Daniel Moore has been painting scenes of University of Alabama sporting events since 1979. From 1991 to 1999, Moore signed several license agreements with the school to produce and market his products. There were no royalty charges for any of these items as the University did not require them. According to John H. Arden, a legal commentator on the subject: “In 2002, the university informed Moore that he would need to license all of his University of Alabama-related products featuring the university’s trademarks, including the football uniforms and school colors. Moore contended that he did not need permission to paint historical events and that there was no trademark violation as long as he did not use the trademarks outside of the ‘image area’ of the painting” (IP Law Daily). When Moore and the University did not reach an agreement, the school filed suit in March of 2005 in the Northern District of Alabama for breach of contract, trademark infringement, and unfair competition.
In November of 2009 Moore won a victory the when U.S. District Court Judge Robert Propst ruled that (i) the prior licensing agreements did not require that Moore receive permission to portray the uniforms because they were not considered “licensed indicia”, (ii) the University’s colors were not strong trademarks, (iii) the depiction of the uniforms in paintings was protected by the First Amendment and (iv) Moore’s depiction of the uniforms on mugs and calendars was not protected by the First Amendment. Both parties moved forward to appeal portions of that decision.

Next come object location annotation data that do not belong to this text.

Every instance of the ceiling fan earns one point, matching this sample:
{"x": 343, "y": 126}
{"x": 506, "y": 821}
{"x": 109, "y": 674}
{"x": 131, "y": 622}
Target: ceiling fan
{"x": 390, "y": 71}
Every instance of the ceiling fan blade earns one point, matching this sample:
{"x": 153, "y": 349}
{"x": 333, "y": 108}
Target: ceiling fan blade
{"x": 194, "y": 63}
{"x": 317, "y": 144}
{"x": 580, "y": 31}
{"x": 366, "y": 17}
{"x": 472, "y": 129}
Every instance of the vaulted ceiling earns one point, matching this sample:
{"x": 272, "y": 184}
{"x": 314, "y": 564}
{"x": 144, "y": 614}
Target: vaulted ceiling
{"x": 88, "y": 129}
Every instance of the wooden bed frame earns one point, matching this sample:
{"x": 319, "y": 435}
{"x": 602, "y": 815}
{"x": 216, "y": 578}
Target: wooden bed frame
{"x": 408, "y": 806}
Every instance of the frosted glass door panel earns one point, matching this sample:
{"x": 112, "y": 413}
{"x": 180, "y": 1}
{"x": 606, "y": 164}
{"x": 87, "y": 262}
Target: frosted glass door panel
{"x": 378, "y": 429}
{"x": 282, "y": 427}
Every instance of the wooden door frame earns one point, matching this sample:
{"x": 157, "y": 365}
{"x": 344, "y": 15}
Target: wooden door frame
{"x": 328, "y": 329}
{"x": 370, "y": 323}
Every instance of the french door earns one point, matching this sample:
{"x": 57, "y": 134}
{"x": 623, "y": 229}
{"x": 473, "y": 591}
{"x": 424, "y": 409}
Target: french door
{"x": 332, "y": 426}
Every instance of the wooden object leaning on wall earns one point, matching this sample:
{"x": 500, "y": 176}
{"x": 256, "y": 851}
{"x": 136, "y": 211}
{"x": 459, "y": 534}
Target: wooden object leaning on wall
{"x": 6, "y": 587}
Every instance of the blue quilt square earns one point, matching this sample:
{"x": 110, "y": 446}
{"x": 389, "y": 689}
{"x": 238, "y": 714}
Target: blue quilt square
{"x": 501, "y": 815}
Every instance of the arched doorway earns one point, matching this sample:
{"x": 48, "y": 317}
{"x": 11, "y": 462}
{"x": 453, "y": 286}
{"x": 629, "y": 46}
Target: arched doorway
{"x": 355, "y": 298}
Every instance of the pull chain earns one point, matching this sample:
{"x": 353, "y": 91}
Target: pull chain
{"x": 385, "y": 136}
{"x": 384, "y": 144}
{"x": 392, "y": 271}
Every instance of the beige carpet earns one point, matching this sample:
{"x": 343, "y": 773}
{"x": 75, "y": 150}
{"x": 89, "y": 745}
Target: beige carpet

On June 11, 2012, the 11th Circuit Court of Appeals upheld a district court’s ruling that Moore’s paintings and prints are protected by the First Amendment and reversed another ruling that previously prohibited Moore from selling calendars of his artwork. The Court found that the parties’ course of conduct clearly indicated that they did not intend that Moore would need permission each time he portrayed university uniforms in the content of paintings, prints and calendars. Additionally, with regard to the University’s trademark claims, the First Amendment interests in artistic expression outweigh whatever consumer confusion may exist. The court wrote that Moore’s use of Alabama uniforms in his paintings is “artistically relevant” to portray famous Crimson Tide moments and that there’s no evidence Moore ever marketed unlicensed items as endorsed by the university. Moore’s paintings and prints are artistic expressions entitled to full First Amendment protections. These rulings mean Moore will be allowed to continue creating and selling his paintings based on Alabama football as well as sell calendars featuring his artwork. The case was remanded back to the district court for a decision with regard to mugs and other mundane products. You may read the ruling in its entirety.
What happens now? The District Court will still need to issue a decision regarding mugs and other mundane products. Additionally, the University of Alabama can still appeal to the U.S. Supreme Court, although there is no guarantee they will hear the case. Time will tell.